Treatment

Treatment began immediately. Visits were made in quick succession to several specialists in an attempt to confirm the diagnosis and ensure there wasn’t something else occurring. After the additional screening was completed and GCA was proven via biopsy there was routine type follow-up with some of the specialists.

GCA/PMR must be managed with the judicious use of prednisone – enough to control inflammation but no more than necessary because of damaging side effects of long-term use of prednisone. So, how much is enough? That was a point of controversy we had with her rheumatologists throughout her illness. Her rheumatologist initially used only sed rate to determine if GCA/PMR were being controlled. He established less than (<) 15 mm/hr as a normal range limit, yet when values higher than that were measured he didn’t always increase prednisone as would be expected. That inconsistency likely caused more arteritic damage to Pearl over the years.

C-reactive Protein (C-rP) measurement is another tool for GCA management – some think it is more important than the sed rate measurement. The medical consensus at that time according to published literature was that both should be used to manage the illness, along with symptoms. However, her rheumatologist used only sed rate (inconsistently) during the first year which was unfortunate for Pearl. We weren’t aware of C-rP or of its importance at the time.

Methotrexate is another prescription medication used sometimes in treating GCA/PMR. It was used on three different occasions by Pearl. Its purpose is steroid-sparing. The intent is to try to reduce the daily amount of prednisone needed by getting help from methotrexate to reduce inflammation.

The first use of methotrexate was for a year-long period starting in October, 2000. It was stopped at the recommendation of a Clinic Rheumatologist who considered it to be ineffective for GCA. Pearl sought the advice of the Clinic Rheumatologist when a second opinion was desired in 2001.

Methotrexate was started again for a four-month period in November, 2004. At that time an attempt was made to reduce prednisone from the normal management level on alternate days. Flare resulted so the methotrexate was stopped.

It was restarted in August, 2007, six weeks before her death. The reason it was tried once more was it had been demonstrated to be helpful after all. A medical journal article studied its past use on GCA patients and concluded methotrexate was beneficial but it took six months to a year to become effective. Review of Pearl’s use of it in 2000 and 2001 indicated a benefit did show up in the two years following its use. Prednisone requirements seemed to have been several milligrams per day lower during that period.
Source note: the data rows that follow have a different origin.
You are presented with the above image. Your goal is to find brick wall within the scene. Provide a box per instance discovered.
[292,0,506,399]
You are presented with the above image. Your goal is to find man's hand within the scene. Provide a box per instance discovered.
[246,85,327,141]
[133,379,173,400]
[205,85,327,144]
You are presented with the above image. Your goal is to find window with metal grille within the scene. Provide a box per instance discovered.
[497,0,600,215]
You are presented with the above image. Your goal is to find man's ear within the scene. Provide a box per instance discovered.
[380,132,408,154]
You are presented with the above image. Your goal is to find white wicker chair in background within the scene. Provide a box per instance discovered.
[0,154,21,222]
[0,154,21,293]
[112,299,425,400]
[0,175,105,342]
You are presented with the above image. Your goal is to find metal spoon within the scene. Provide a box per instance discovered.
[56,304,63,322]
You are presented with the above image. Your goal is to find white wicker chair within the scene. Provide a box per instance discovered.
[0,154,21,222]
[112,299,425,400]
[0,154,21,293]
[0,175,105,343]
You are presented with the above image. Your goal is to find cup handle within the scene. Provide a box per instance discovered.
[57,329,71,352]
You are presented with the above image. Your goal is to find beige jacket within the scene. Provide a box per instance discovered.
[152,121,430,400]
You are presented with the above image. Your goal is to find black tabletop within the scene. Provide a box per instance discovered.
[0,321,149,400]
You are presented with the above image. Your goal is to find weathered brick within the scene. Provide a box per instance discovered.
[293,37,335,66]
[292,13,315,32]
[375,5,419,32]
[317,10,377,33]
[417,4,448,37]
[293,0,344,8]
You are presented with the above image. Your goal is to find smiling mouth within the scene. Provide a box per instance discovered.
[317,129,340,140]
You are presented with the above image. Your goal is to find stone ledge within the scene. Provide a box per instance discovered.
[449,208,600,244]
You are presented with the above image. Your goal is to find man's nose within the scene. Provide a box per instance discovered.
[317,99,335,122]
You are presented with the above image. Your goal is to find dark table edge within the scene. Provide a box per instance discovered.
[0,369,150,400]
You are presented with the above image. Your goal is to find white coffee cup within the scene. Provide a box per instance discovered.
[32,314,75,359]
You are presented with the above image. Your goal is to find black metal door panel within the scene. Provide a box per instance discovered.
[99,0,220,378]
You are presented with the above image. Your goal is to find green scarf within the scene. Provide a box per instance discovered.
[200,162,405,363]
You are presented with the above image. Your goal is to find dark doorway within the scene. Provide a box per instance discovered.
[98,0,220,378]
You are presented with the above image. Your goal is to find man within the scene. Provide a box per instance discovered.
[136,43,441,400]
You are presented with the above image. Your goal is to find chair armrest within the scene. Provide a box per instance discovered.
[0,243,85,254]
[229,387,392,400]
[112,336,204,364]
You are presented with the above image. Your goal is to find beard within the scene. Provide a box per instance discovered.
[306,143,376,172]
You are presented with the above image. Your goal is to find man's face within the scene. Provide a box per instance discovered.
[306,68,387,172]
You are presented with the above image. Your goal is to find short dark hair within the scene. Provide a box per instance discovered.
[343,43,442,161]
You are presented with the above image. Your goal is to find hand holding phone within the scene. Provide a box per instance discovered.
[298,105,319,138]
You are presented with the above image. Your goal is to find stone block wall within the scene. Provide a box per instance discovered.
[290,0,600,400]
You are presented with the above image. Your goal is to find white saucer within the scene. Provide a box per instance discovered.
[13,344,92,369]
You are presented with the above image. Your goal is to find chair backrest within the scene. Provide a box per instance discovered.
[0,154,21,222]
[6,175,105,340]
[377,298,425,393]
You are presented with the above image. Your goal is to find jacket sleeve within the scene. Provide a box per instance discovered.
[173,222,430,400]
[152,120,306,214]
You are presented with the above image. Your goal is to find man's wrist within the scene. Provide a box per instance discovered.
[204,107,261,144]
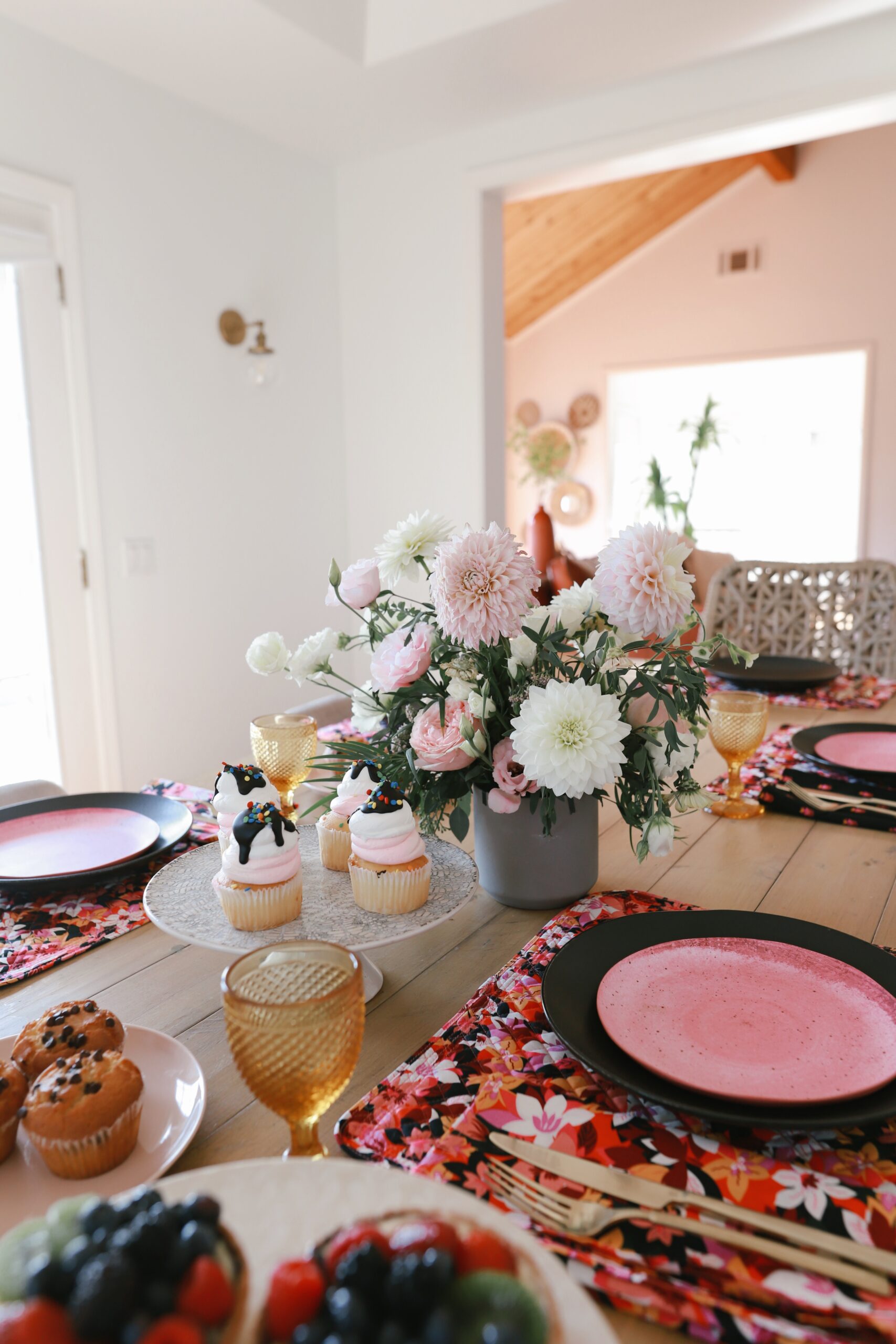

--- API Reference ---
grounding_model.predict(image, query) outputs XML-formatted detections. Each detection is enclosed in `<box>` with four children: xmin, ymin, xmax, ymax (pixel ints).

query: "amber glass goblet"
<box><xmin>707</xmin><ymin>691</ymin><xmax>768</xmax><ymax>821</ymax></box>
<box><xmin>222</xmin><ymin>939</ymin><xmax>364</xmax><ymax>1157</ymax></box>
<box><xmin>250</xmin><ymin>713</ymin><xmax>317</xmax><ymax>816</ymax></box>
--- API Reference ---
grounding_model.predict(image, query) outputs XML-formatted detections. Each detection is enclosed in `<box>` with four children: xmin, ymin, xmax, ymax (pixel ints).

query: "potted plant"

The FPP insisted on a CT scan and liver biopsy to determine the cause of elevated alkaline phosphatase in the blood test a month before diagnosis. Several specialists did not want these done because management of Pearl’s illness was much more important at the time. These tests would involve an allergic dye, significant stress dose of prednisone and would be non-contributory - but the FPP had his way. The Gastroenterologist performed the tests in January, 1999, and results showed proper liver function as expected. Elevated alk phos could indicate GCA inflammation. Had that been recognized by the FPP in November Pearl wouldn’t have lost vision. Once prednisone treatment started the alk phos returned to normal. The alk phos would become elevated once again nine years later and would again be unrecognized by medical professionals as a potential indicator of GCA inflammation. At that time the oversight may have been vitally detrimental for Pearl.